Twain also shows his distaste for the gullibility of religious people. In chapter twenty, when the King and Huck visit a church, the King pretends that he is a pirate, who after hearing this sermon is now reformed, and will try to convince his fellow pirates to follow in his footsteps. The people of the church believe his story with no hesitation and even go as far as to take up a collection for his quest to reform the other pirates. “And then he busted in to tears, and so did everybody else. Then somebody sings out ‘Take up a collection for him, take up a collection! ’ …
So the King went all through the crowd with his hat, swabbing his eyes, and blessing the people and praising them and thanking them for being so good to the poor pirates away off there;… and he was invited to stay a week; and everybody wanted him to live in their houses, and said they’d think it was an honor” (Twain 155-156). In this situation, Twain is satirizing the gullibility of religion and its haphazard impact on a mob. The people in this church are easily able to give money to pirates, who are known for being crooks and liars, inviting them to stay in their homes as an honor.
Thus, Twain shows his disdain for religious beliefs by satirizing their blind faith and gullibility. Throughout the novel, Twain shows his contempt for corrupt human nature. Although these instances are often satirized and exaggerated, the message is still the same. For instance, when the King and the Duke first start to lie about being the dead Peter Wilks’ brothers to obtain his money, Huck says, “It was enough to make a body ashamed of the human race,” (191). In this instance Twain is utilizing Huck to show his aversion to the way people lie and cheat, and how a couple of people can make a bad name for all of us.

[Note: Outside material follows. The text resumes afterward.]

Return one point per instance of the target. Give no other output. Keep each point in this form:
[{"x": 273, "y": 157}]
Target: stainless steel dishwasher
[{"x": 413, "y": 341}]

Another example is when Jim sells the King and Duke out to the townspeople and they are carried on a pole, tarred and feathered. Although Huck, has tried to escape the King and Dukes several occasions and has witnessed the cruelties put on others and lies they tell, he does not think that they deserve similar treatment. In fact, he says, “Human beings can be awful cruel to one another,” (269). Through Huck, Twain is voicing his opposition to how people treat one another, whether they deserve it or not.

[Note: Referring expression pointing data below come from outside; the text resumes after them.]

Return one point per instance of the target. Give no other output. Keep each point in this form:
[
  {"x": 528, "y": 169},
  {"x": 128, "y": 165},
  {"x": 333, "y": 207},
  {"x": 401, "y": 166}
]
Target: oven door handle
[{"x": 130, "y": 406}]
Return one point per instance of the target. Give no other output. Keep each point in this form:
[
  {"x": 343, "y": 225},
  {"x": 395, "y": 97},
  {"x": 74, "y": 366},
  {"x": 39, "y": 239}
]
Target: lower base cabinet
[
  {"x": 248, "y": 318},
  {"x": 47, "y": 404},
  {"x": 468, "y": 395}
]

Thus Twain is using his novel to voice his enmity for the cruelty in human nature. Twain also shows his aversion to the lack of free thought in humans. The highly satirical character, Tom, is the best example of people actions being the result of other peoples thoughts. Tom often comes up with crazy plans that that follow a uniform procedure because the books he has read say so. “Why blame it all, we’ve got to do it. Don’t I tell you it’s in the books? Do you want to go to doing different from what’s in the books, and get things all muddled up? ”(12).
Even though Tom has no idea what some rules of the books are, he does them anyway, because that is what he believes he is supposed to do; and if he does not go by the book he believes things will go wrong. Through Tom, Twain shows peoples adherence to rules, because they follow the doctrine with which they were taught. In Twain’s novel Huck steals chickens from people, because his father told him it was a good deed. Even though he knows it is wrong, Huck steals because “Pap always said, take a chicken when you get a chance, because if you don’t want him yourself you can easy find someone that does, and a good deed ain’t ever forgot,” (77).
Thus Twain shows his objection of the lack of originality of thought in society in his book. Mark Twain disagreed with many things in the world, and he used The Adventures of Huckleberry Finn to voice his frustration. Although often exaggerated and satirical, through the main and secondary characters, Twain pokes fun at the gullibility of people towards religion, cruelty, and followers. In conclusion, these instances show how the mindlessness of the mob mentality is a result of the credulousness of the religious, malice of humans, and the habitues of the world.